Meghan March nous offre un premier opus qui nous ouvre les portes d’un monde mené d’une main de maître par le tout puissant Lachlan Mount…

« – Rien ne se passe dans cette ville sans qu’il ait donné son accord. Il est le conduit à travers qui tout doit passer. L’alcool. La drogue. Les filles. L’escroquerie. Le jeu. Comment un seul type a pu amasser un tel pouvoir, je n’en ai pas la moindre idée, mais il l’a fait et il le détient d’une main de fer. »

Les bases de la série sont posées dans ce premier tome, l’ensemble est sombre, sulfureux et très intriguant. J’ai particulièrement aimé l’avancement de l’histoire et les révélations qui sont tombées au fil des pages.

DEUX HÉROS QUI S’AFFRONTENT… UN DUO EXPLOSIF ET ÉLECTRISANT !
Keira Kilgore est à la tête d’une distillerie, « Seven Sinners », qui produit le meilleur Whiskey qui soit à la Nouvelle-Orléans. Elle se retrouve dans une fâcheuse situation suite au décès de son mari qui a contracté une dette importante auprès du grand Lachlan Mount… Keira n’a d’autre choix que d’accepter un pacte avec le diable, s’offrir pour mieux sauver son entreprise et garder ses proches en sécurité. Comment va-t-elle gérer cet arrangement contraint et forcé ? Tiendra-t-elle tête à Mount ?

« Lachlan Mount ne me brisera pas. Il peut me baiser. Il peut jouer avec ma tête. Mais jamais il ne me brisera. »

Keira est une héroïne qui nous montre de quoi elle est capable, elle a un tempérament de feu, elle provoque et elle n’hésite pas à se mettre en danger. Entrer dans le monde de Lachlan Mount c’est comme un saut à l’élastique sans élastique… Et elle pourrait sombrer plus vite qu’il n’y paraît. Keira va être mise à rude épreuve mais elle saura rebondir et j’ai hâte de la découvrir encore plus combative. Je n’ai eu de cesse de me demander si j’aurais fait les mêmes choix qu’elle… Difficile à dire ! Mais j’ai apprécié son personnage.

« La plupart des hommes n’osent pas me regarder dans les yeux, mais cette femme n’a pas peur de me déclarer une guerre sans merci. Si elle croit que le fait de me maudire va me pousser à la larguer plus vite, elle se trompe. Elle m’amuse.

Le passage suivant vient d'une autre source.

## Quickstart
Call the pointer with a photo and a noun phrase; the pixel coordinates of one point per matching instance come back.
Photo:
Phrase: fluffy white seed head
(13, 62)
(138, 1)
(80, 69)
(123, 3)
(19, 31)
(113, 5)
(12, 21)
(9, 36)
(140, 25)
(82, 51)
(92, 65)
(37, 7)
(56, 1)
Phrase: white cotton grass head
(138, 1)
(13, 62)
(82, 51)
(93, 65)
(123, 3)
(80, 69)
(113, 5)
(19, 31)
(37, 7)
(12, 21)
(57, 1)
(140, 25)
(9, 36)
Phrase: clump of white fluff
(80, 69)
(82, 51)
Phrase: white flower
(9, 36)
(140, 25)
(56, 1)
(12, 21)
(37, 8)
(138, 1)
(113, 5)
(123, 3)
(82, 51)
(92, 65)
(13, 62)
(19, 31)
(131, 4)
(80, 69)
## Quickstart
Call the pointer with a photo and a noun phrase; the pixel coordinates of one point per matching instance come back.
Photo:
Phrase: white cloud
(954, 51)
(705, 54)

Elle me défie.

Lachlan Mount… Hum… Alors je vais rester très évasive le concernant. Ma seule certitude c’est que vous allez aimer le détester ! Dans le genre connard arrogant, il a un potentiel hors norme, mais je pense qu’il est bien plus complexe que ce qu’il nous laisse entrevoir ici. J’ai hâte d’en découvrir plus sur lui. Votre côté féministe risque de rugir face à sa manière de traiter Keira mais cela fait partie intégrante de l’intrigue et qui sait s’il ne se fera pas prendre à son propre jeu… Mystère !

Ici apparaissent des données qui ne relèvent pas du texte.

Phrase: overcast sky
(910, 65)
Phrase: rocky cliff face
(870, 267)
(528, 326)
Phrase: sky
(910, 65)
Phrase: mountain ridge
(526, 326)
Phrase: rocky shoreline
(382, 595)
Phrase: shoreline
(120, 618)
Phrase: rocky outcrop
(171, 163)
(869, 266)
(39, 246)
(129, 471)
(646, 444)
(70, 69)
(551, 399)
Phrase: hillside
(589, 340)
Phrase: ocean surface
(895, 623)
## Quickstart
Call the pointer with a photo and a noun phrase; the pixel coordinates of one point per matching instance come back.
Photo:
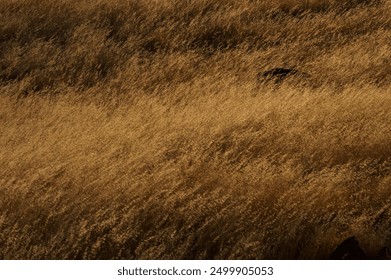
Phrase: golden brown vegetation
(137, 129)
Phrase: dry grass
(137, 130)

« Ce type est tellement habitué à obtenir ce qu’il veut qu’il ne s’attend à rien d’autre qu’à une obéissance totale à ses ordres, explicites comme implicites.

Qu’il aille se faire foutre !«

Il y a peu de personnages secondaires, j’ai bien aimé Magnolia, la meilleure amie de Keira, elle a un rôle assez sympa et sera de bons conseils. Les autres ne sont encore que des ombres et j’ai hâte qu’ils entrent en scène.

UNE INTRIGUE QUI MONTE CRESCENDO…
Les enjeux semblent assez simples… Keira Kilgore ne peut pas rembourser la dette contracter par son défunt mari, elle n’a pas tellement d’option pour ce sortir de ce pétrin… Mais là où cela se corse, c’est dans la mise en place de l’arrangement avec Lachlan Mount.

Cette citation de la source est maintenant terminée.